IV. Die size examples
A few key points can be made based on Fig.5 . First, a change of taper angle by half a degree has a rather dramatic impact on the die size, namely an increase of about 60 mm 2 . Second, taper angles of one degree and above lead to minima in die sizes as a function of device layers. This is of course contrary to the original claims about such vertical channel NAND. Third, for a taper angle of one degree, about 50 device layers would be needed to reach about the same die size as the latest (at the time of writing this paper) classic 128 Gbit NAND Flash that uses 20 nm design rules and 3 bits per cell (146.5 mm 2 given in [19] ). Fig. 6 shows the die size of a 128 Gbit NAND Flash as a function of the number of device layers when using a vertical channel approach with the vertical gate pitch (L g + L s ) used as a varying parameter. The physical structure constants used are again given in the figure and follow those used in Fig. 5 and reference [8] . The most important one is the taper angle which is held at one degree.

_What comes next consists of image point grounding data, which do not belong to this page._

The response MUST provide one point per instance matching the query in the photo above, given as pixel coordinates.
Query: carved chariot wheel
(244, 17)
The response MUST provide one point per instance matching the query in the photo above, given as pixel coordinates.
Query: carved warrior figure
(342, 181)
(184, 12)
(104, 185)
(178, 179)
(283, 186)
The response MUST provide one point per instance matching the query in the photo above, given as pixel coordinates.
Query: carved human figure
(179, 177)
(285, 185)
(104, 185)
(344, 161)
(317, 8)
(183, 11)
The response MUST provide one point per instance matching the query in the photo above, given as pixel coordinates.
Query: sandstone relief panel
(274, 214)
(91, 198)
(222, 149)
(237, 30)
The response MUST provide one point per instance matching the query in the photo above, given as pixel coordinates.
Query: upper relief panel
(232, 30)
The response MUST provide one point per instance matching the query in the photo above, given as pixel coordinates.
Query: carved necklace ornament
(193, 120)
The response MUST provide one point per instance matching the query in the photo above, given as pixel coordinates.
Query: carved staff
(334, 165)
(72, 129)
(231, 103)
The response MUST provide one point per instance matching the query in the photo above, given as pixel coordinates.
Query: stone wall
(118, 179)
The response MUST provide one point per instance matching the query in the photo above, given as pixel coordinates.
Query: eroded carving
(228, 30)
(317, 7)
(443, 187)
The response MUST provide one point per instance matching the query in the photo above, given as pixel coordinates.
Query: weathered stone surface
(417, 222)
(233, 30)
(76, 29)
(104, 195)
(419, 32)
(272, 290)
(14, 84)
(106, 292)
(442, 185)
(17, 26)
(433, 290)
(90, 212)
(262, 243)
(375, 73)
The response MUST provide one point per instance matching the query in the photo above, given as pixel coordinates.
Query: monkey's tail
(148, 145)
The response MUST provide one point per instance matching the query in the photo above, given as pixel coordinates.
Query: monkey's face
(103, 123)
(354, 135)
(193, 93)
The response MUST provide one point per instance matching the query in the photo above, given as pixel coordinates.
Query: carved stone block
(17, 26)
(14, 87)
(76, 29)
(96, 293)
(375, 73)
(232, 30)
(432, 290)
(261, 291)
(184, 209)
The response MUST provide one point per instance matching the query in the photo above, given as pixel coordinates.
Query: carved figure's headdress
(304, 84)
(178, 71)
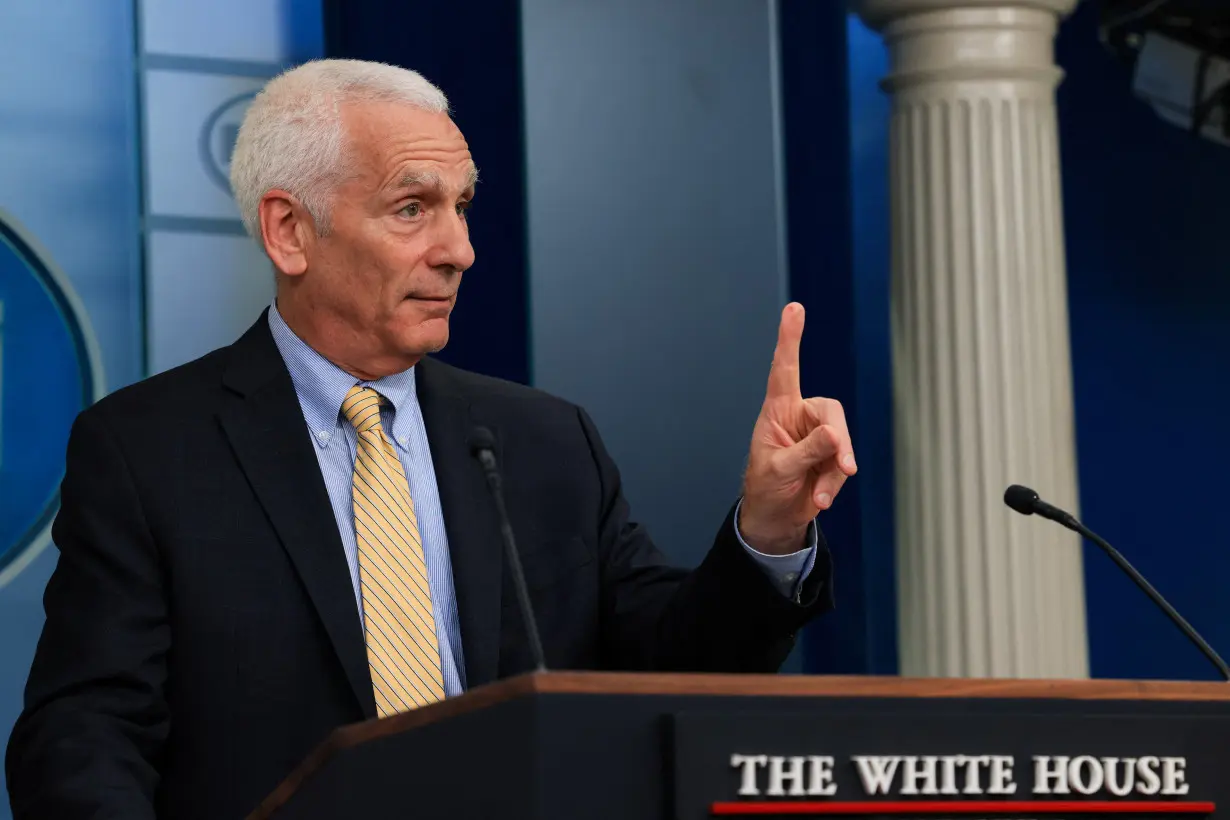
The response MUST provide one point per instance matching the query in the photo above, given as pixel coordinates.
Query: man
(290, 534)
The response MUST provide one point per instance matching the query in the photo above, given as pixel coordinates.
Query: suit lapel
(470, 518)
(266, 430)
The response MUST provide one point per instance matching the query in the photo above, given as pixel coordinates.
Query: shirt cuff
(787, 572)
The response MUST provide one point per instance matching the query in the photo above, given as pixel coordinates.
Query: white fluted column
(982, 370)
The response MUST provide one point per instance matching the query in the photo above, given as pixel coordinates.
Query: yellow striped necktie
(397, 620)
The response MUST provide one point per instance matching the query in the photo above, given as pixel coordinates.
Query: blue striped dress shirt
(321, 386)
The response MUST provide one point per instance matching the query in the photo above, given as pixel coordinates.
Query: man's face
(390, 266)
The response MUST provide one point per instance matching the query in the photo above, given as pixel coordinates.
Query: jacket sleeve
(95, 716)
(723, 616)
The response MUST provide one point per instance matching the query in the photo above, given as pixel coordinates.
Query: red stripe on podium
(962, 807)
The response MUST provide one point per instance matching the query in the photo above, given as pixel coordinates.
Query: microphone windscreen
(1021, 499)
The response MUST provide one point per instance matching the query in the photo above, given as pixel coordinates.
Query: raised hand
(800, 456)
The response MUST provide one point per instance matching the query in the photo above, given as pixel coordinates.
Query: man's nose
(453, 247)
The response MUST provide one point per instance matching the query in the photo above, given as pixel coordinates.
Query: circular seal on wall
(218, 135)
(49, 371)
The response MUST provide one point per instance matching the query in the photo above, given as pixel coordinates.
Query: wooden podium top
(567, 682)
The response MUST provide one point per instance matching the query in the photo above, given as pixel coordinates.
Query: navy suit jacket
(202, 633)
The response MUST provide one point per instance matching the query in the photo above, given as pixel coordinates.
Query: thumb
(819, 445)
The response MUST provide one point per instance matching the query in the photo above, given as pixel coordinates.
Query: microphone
(1026, 502)
(482, 446)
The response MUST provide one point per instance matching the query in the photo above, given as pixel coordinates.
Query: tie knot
(362, 408)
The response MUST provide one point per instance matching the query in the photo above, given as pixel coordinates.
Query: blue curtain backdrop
(1149, 287)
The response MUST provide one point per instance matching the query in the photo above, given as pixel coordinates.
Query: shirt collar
(321, 386)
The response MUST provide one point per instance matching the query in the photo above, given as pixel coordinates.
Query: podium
(589, 745)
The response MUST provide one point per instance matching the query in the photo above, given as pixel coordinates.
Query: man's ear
(285, 230)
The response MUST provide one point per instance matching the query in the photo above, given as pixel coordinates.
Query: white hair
(292, 135)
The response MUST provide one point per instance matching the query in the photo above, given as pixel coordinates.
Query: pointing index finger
(784, 374)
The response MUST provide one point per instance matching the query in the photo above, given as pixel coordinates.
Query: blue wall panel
(1149, 284)
(69, 173)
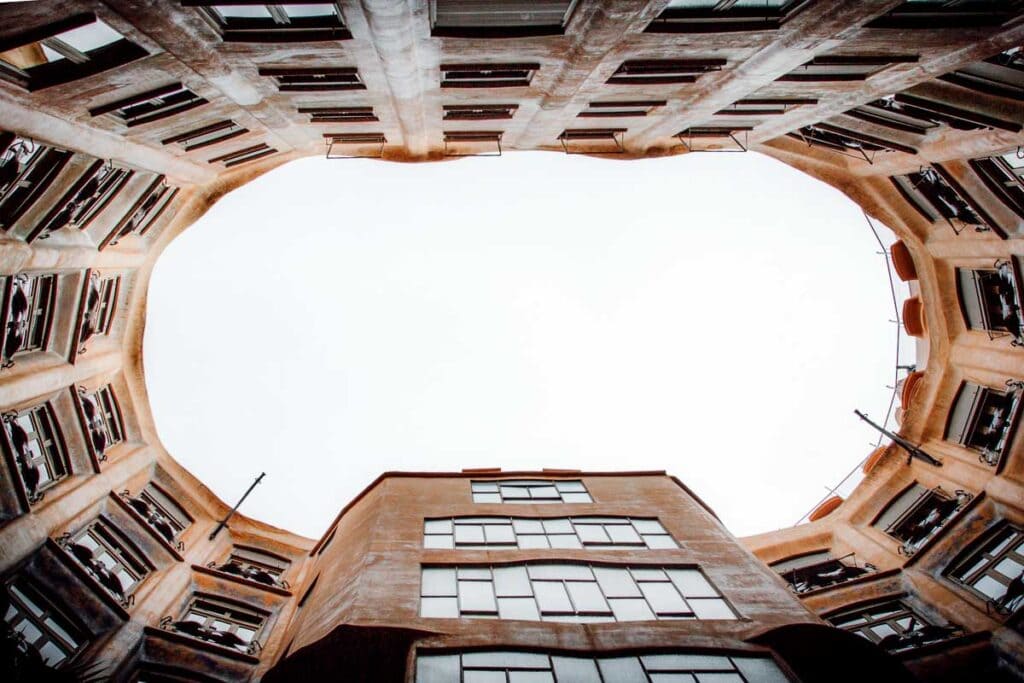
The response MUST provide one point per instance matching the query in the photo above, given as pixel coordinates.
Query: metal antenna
(912, 451)
(223, 522)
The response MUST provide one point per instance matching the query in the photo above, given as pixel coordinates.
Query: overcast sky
(715, 315)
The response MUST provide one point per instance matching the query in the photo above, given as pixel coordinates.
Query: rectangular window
(500, 18)
(245, 155)
(287, 22)
(143, 214)
(529, 491)
(723, 15)
(98, 305)
(90, 195)
(578, 593)
(526, 532)
(70, 49)
(918, 514)
(478, 112)
(29, 304)
(161, 512)
(945, 14)
(621, 110)
(206, 135)
(27, 169)
(152, 104)
(102, 419)
(487, 75)
(223, 623)
(893, 626)
(255, 564)
(339, 114)
(1001, 76)
(37, 444)
(990, 569)
(655, 72)
(816, 570)
(321, 79)
(838, 68)
(110, 557)
(984, 420)
(1004, 175)
(44, 627)
(663, 667)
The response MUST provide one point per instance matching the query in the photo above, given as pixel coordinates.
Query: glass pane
(521, 608)
(437, 669)
(631, 609)
(616, 583)
(90, 36)
(438, 582)
(576, 670)
(691, 584)
(711, 608)
(512, 582)
(439, 607)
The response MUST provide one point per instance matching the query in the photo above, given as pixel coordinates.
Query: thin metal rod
(223, 522)
(912, 451)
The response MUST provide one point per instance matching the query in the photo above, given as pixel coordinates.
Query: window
(984, 420)
(102, 419)
(70, 49)
(936, 197)
(487, 76)
(29, 303)
(1001, 76)
(846, 141)
(44, 628)
(655, 72)
(110, 557)
(945, 14)
(495, 532)
(478, 112)
(97, 307)
(339, 114)
(320, 79)
(27, 169)
(845, 68)
(86, 199)
(286, 22)
(161, 512)
(206, 135)
(723, 15)
(577, 593)
(756, 107)
(681, 667)
(1004, 176)
(245, 155)
(529, 491)
(819, 569)
(147, 208)
(995, 570)
(152, 105)
(37, 444)
(620, 110)
(221, 622)
(892, 626)
(503, 18)
(989, 299)
(918, 514)
(255, 564)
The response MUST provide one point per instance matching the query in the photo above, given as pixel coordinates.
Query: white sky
(715, 315)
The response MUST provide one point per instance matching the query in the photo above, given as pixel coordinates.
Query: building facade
(123, 122)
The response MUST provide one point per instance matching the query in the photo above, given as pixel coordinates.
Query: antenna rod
(912, 451)
(223, 522)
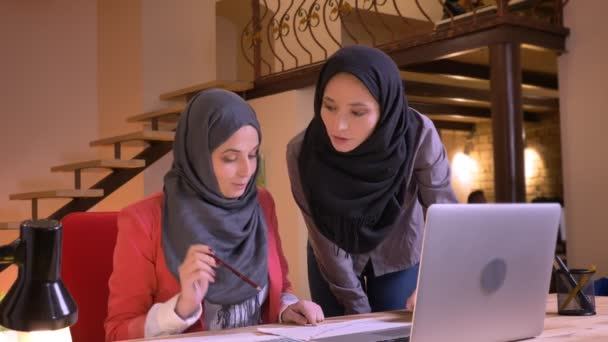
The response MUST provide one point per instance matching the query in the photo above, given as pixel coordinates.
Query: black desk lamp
(38, 300)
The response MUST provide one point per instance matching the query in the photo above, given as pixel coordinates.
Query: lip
(239, 185)
(339, 141)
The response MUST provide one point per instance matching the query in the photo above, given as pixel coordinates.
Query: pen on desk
(236, 273)
(584, 301)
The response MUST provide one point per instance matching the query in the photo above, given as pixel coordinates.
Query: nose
(246, 167)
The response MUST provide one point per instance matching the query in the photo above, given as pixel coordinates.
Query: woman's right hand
(195, 274)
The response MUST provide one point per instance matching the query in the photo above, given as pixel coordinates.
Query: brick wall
(543, 158)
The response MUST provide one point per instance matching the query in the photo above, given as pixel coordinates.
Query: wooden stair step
(146, 135)
(167, 115)
(101, 164)
(10, 225)
(64, 193)
(185, 93)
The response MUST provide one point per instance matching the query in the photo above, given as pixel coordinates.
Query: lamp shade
(38, 300)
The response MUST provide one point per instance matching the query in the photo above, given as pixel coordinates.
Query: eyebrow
(239, 151)
(327, 98)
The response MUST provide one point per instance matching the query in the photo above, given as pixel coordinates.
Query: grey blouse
(428, 182)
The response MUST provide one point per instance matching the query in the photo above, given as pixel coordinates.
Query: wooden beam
(414, 88)
(454, 125)
(507, 123)
(456, 68)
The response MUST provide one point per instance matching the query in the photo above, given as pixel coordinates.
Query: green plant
(2, 296)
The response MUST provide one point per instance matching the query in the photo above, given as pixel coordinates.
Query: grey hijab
(195, 212)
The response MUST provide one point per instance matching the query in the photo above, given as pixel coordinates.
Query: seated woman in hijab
(166, 279)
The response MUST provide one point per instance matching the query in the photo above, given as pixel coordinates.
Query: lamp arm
(8, 254)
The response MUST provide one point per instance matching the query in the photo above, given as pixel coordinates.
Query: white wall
(178, 51)
(48, 92)
(282, 116)
(582, 88)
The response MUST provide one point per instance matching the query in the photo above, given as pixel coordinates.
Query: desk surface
(557, 328)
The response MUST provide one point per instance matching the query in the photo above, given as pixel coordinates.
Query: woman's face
(235, 161)
(348, 110)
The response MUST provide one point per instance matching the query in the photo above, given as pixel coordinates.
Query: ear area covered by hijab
(355, 197)
(196, 212)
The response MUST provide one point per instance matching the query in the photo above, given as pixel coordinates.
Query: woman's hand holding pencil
(195, 274)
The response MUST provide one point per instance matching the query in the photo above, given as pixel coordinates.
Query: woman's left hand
(303, 312)
(411, 302)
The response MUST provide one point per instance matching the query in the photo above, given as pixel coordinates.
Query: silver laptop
(484, 274)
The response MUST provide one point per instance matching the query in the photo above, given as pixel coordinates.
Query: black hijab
(196, 212)
(355, 197)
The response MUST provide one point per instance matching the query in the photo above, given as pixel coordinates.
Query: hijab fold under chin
(196, 212)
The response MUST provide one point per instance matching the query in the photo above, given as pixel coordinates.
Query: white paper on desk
(242, 337)
(306, 333)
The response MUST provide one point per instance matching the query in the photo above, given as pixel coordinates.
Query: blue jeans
(386, 292)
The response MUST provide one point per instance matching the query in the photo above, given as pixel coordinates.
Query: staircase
(156, 144)
(454, 91)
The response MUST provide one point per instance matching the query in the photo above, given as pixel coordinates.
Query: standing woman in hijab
(363, 173)
(165, 280)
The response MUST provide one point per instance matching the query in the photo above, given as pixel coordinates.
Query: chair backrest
(88, 248)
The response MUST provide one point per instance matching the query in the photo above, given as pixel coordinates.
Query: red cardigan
(140, 277)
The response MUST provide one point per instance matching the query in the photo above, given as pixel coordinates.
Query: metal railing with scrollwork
(282, 35)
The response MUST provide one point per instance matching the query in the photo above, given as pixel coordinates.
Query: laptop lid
(485, 271)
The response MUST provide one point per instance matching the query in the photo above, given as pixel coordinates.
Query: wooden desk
(557, 328)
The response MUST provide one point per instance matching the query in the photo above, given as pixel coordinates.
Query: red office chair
(88, 249)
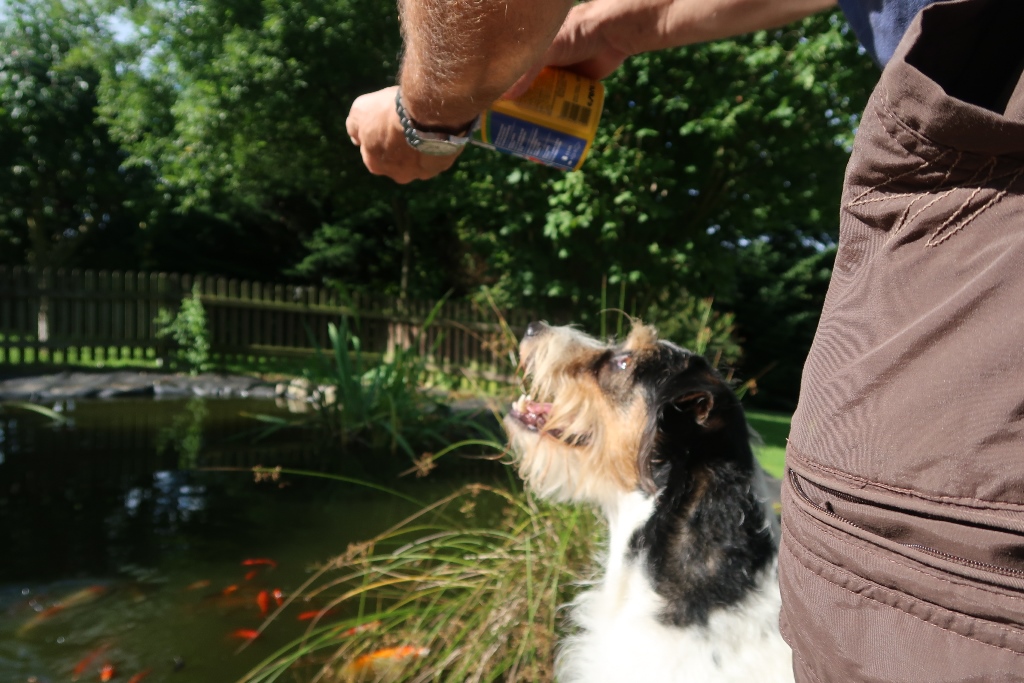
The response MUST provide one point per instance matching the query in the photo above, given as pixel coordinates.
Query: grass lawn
(773, 429)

Several important conclusions follow from Fig. 6 . First, die size is a very strong function of vertical gate pitch when taper angle is non-zero. Indeed, in this example, a 20 nm change in the latter results in about 70 mm 2 increase in the achievable minimum die size. Second, clear minima in die size are apparent at vertical gate pitches equal to or larger than 40 nm. Third, a vertical gate pitch of 40 nm at this taper angle is needed to reach the die size of the 128 Gbit NAND Flash presented in reference [19] . This is equivalent to 20 nm vertical gate length and 20 nm vertical gate space. Clearly the originally envisaged freedom to lengthen the vertical gate length in such NAND architectures becomes severely restricted whenever there is a non-zero taper on the hole and slit.
V. Die Cost Examples
The die size behavior with various parameters can be extended to die cost using (6), (7) and (8) . The same values for C 0 and C 3D crit mask are used as in reference [10] , namely $2800 and $200 respectively which, of course, can be varied by the interested reader. A value of 2 is used for N 3D crit mask which is the main advantage of such a vertical channel approach. Any additional cost associated with the various process steps to form the memory stack is regarded as negligible for this analysis. This is most probably a very optimistic approach in favor of the vertical channel architecture since these steps are certainly not similar to any standard 2-D NAND process. Included in these are multi-conductor and insulator depositions, deep multi-material reactive ion etching to form the channel hole and slit, memory gate dielectric deposition into the hole, channel silicon deposition and removal from everywhere else, refractory metal deposition or silicide formation to enhance the gate conductivity within the slit, and removal of unwanted metal in the slit.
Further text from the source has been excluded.